Executing Python Models Locally

You can extend dbt to execute Python code locally by utilizing a customized adapter in conjunction with a custom materialization.

This approach offers a powerful way to integrate tasks like data ingestion from external APIs directly into your dbt workflows. It allows for the development of end-to-end data ingestion pipelines entirely within the dbt framework.

⚠NOTE: Be aware that this method means Python code execution and data processing occur within the dbt environment itself. For instance, if dbt is deployed on an Airflow server, the processing happens on that server. While this is generally fine for handling reasonable amounts of data, it might not be suitable for very large datasets or resource-intensive processing tasks.

1: Extend Adapter

Opendbt already comes with this feature implemented!

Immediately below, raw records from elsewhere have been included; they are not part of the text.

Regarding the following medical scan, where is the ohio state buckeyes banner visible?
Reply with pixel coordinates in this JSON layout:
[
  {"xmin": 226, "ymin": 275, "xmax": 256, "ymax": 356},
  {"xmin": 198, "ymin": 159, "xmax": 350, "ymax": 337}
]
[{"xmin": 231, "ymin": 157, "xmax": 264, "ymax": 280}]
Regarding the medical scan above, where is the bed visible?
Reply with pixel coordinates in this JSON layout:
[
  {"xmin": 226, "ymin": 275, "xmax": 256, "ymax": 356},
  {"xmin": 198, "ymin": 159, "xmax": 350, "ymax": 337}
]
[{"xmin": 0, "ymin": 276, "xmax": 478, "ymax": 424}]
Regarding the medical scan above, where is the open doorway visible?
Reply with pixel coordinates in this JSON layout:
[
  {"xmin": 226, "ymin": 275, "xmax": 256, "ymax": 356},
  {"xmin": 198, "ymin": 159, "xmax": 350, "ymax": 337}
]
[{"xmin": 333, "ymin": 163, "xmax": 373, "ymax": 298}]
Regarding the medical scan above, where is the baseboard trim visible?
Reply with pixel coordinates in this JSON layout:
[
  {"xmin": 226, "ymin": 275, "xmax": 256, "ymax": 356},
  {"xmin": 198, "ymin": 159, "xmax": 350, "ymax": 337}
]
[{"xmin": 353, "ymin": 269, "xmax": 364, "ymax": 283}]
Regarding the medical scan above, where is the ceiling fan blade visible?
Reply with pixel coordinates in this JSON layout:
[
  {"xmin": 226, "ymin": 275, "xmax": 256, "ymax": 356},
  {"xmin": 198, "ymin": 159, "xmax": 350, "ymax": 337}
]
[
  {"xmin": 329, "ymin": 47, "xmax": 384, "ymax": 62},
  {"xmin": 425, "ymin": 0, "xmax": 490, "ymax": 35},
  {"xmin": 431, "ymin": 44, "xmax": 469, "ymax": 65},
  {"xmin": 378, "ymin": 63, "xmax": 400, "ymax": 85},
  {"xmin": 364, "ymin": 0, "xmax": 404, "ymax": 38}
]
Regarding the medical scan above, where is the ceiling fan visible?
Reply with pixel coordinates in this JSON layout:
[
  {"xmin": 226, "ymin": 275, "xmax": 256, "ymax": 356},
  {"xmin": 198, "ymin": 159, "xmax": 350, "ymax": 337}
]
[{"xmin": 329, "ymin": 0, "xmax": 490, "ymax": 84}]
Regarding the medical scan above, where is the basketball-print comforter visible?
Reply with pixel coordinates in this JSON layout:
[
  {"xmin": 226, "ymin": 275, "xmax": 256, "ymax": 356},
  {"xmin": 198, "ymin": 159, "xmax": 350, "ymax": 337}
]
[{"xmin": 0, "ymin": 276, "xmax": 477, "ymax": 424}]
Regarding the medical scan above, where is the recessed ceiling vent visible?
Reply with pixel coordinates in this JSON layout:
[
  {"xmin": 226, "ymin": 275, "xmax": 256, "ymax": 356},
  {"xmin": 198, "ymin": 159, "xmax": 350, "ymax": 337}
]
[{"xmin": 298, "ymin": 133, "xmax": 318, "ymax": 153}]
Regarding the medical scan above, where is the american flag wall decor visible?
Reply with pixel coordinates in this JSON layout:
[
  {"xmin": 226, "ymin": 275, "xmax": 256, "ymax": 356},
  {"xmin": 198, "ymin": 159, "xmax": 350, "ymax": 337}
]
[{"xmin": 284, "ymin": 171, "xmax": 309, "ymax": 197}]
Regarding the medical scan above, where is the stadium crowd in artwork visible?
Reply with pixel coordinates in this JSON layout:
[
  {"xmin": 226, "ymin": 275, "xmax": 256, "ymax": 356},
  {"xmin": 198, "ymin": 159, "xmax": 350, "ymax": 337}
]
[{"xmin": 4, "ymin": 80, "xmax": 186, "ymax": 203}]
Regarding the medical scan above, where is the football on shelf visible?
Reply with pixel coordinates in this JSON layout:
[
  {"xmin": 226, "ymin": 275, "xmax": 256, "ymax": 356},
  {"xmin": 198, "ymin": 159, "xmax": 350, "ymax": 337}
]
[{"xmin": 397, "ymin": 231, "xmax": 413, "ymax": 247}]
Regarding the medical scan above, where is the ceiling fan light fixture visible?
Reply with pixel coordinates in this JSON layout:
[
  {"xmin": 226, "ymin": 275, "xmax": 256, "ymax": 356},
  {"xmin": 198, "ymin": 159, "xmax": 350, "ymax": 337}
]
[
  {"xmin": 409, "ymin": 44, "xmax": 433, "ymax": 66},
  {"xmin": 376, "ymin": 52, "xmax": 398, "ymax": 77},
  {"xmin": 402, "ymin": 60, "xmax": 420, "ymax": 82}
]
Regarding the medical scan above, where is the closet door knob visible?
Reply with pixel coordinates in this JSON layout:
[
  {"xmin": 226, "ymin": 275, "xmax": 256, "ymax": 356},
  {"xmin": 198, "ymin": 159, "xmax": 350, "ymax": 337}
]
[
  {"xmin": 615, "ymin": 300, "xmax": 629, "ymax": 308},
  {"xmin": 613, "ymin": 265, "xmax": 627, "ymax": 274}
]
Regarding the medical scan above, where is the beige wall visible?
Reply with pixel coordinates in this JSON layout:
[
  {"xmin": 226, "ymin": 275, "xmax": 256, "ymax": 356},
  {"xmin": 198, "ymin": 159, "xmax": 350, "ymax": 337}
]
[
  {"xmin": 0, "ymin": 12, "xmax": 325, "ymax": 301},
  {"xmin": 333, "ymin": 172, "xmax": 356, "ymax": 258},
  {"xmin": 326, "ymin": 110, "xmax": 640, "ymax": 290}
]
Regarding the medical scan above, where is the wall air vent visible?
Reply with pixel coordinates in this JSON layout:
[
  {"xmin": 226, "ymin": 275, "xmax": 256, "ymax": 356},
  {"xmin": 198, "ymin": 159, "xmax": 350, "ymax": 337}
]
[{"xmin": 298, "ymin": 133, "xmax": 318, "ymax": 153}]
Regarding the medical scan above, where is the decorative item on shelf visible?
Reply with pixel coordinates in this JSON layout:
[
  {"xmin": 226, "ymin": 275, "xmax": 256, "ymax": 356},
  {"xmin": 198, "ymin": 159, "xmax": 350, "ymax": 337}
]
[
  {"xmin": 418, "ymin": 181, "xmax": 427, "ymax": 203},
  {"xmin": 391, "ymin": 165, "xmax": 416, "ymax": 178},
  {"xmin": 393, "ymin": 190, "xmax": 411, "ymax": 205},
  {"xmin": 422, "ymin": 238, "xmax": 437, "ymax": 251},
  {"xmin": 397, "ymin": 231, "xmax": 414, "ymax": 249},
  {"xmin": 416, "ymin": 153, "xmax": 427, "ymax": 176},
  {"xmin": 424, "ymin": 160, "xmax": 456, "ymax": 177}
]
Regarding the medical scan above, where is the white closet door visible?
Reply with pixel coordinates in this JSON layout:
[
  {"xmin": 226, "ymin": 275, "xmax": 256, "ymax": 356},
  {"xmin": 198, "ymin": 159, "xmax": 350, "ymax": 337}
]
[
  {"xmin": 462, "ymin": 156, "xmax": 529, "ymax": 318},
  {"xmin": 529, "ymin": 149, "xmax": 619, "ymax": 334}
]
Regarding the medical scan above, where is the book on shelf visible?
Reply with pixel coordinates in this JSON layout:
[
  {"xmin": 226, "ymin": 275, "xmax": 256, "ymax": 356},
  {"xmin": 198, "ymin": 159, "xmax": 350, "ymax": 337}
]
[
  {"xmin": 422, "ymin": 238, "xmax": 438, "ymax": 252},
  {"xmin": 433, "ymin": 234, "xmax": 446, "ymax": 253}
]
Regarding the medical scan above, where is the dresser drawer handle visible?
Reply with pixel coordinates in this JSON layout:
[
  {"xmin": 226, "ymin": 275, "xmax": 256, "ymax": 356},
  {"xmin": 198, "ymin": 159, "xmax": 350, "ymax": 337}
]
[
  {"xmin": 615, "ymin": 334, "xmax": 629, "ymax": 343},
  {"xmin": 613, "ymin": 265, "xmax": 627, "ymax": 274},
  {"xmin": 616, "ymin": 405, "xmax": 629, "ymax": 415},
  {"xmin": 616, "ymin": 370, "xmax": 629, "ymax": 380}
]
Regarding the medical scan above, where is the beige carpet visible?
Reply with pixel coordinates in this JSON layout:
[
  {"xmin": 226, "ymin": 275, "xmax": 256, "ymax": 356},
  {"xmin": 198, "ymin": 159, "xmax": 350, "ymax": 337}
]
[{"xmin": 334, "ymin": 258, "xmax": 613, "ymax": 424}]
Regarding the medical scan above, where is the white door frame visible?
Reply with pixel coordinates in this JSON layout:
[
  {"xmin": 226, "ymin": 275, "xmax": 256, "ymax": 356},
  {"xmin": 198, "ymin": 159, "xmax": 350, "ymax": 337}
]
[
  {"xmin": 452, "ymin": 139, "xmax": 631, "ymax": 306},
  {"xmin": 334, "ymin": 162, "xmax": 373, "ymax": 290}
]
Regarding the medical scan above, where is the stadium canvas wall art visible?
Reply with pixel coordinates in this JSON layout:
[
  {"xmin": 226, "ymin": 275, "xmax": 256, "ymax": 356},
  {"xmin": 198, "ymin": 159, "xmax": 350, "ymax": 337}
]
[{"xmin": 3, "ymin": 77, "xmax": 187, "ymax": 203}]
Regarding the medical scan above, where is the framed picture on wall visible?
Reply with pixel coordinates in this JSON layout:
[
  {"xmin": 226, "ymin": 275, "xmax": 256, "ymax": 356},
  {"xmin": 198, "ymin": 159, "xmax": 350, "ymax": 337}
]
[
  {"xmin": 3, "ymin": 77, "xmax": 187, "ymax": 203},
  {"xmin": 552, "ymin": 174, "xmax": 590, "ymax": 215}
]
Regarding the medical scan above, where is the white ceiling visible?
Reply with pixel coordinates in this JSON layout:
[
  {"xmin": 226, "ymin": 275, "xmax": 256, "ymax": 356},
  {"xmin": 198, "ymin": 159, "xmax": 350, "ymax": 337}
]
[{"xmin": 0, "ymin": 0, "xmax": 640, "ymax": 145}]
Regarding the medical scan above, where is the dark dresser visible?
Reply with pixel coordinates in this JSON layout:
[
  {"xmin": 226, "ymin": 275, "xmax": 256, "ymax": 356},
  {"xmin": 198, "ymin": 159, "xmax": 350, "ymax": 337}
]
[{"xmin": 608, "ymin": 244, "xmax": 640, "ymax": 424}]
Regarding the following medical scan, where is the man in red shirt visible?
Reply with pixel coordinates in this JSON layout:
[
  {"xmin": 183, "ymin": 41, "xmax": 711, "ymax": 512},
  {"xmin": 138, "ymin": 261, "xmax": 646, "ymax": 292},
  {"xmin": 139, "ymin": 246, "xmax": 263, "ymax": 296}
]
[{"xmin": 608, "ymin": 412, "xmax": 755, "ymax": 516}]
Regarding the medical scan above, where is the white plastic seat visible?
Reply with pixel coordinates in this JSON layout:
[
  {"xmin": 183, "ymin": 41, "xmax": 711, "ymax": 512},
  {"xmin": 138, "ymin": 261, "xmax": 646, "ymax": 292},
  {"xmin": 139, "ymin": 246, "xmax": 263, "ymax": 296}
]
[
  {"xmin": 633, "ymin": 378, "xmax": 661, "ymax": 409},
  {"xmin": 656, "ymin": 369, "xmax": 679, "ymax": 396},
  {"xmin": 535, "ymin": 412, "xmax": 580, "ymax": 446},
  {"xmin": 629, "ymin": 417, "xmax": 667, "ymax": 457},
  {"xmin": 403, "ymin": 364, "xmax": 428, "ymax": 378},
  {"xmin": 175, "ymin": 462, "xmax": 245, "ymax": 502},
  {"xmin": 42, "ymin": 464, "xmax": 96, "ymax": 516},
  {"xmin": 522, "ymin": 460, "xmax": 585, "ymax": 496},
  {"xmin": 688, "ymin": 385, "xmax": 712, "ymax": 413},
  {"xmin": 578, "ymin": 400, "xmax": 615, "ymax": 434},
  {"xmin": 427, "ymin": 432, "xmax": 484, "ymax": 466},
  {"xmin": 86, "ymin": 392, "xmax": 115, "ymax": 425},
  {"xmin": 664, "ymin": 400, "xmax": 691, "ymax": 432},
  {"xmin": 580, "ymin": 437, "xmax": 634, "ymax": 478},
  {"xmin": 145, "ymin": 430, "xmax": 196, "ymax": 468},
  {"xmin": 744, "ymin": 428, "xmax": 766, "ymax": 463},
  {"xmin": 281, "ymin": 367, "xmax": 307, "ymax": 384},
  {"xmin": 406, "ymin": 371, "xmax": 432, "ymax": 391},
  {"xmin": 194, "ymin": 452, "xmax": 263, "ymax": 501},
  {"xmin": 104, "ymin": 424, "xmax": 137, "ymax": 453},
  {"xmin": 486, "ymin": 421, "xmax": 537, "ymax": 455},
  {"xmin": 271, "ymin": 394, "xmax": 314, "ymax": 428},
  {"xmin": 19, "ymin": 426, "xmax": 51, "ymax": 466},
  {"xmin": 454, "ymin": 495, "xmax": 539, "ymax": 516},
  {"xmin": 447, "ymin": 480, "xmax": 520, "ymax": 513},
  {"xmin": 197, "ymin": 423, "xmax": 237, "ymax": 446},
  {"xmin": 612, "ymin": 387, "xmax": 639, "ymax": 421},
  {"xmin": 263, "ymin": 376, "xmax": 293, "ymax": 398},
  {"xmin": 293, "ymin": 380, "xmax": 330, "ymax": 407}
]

Below submit_local_python_job method will execute the provided Python code(compiled Python model) as a subprocess. Note the connection variable passed down to the python model. Which is used to save data to destination database.

import importlib
import sys
import tempfile
from typing import Dict

from dbt.adapters.base import available, BaseAdapter

from opendbt.runtime_patcher import PatchClass


@PatchClass(module_name="dbt.adapters.base", target_name="BaseAdapter")
class OpenDbtBaseAdapter(BaseAdapter):

    def _execute_python_model(self, model_name: str, compiled_code: str, **kwargs):
        try:
            with tempfile.NamedTemporaryFile(suffix=f'.py', delete=True) as model_file:
                try:
                    model_file.write(compiled_code.lstrip().encode('utf-8'))
                    model_file.flush()
                    print(f"Created temp py file {model_file.name}")
                    # Load the module spec
                    spec = importlib.util.spec_from_file_location(model_name, model_file.name)
                    # Create a module object
                    module = importlib.util.module_from_spec(spec)
                    # Load the module
                    sys.modules[model_name] = module
                    spec.loader.exec_module(module)
                    dbt_obj = module.dbtObj(None)
                    # Access and call `model` function of the model!
                    # IMPORTANT: here we are passing down duckdb session from the adapter to the model
                    module.model(dbt=dbt_obj, **kwargs)
                except Exception as e:
                    raise Exception(
                        f"Failed to load or execute python model:{model_name} from file {model_file.as_posix()}") from e
                finally:
                    model_file.close()
        except Exception as e:
            raise Exception(f"Failed to create temp py file for model:{model_name}") from e

    @available
    def submit_local_python_job(self, parsed_model: Dict, compiled_code: str):
        connection = self.connections.get_if_exists()
        if not connection:
            connection = self.connections.get_thread_connection()
        self._execute_python_model(model_name=parsed_model['name'],
                                   compiled_code=compiled_code,
                                   # following args passed to model
                                   connection=connection)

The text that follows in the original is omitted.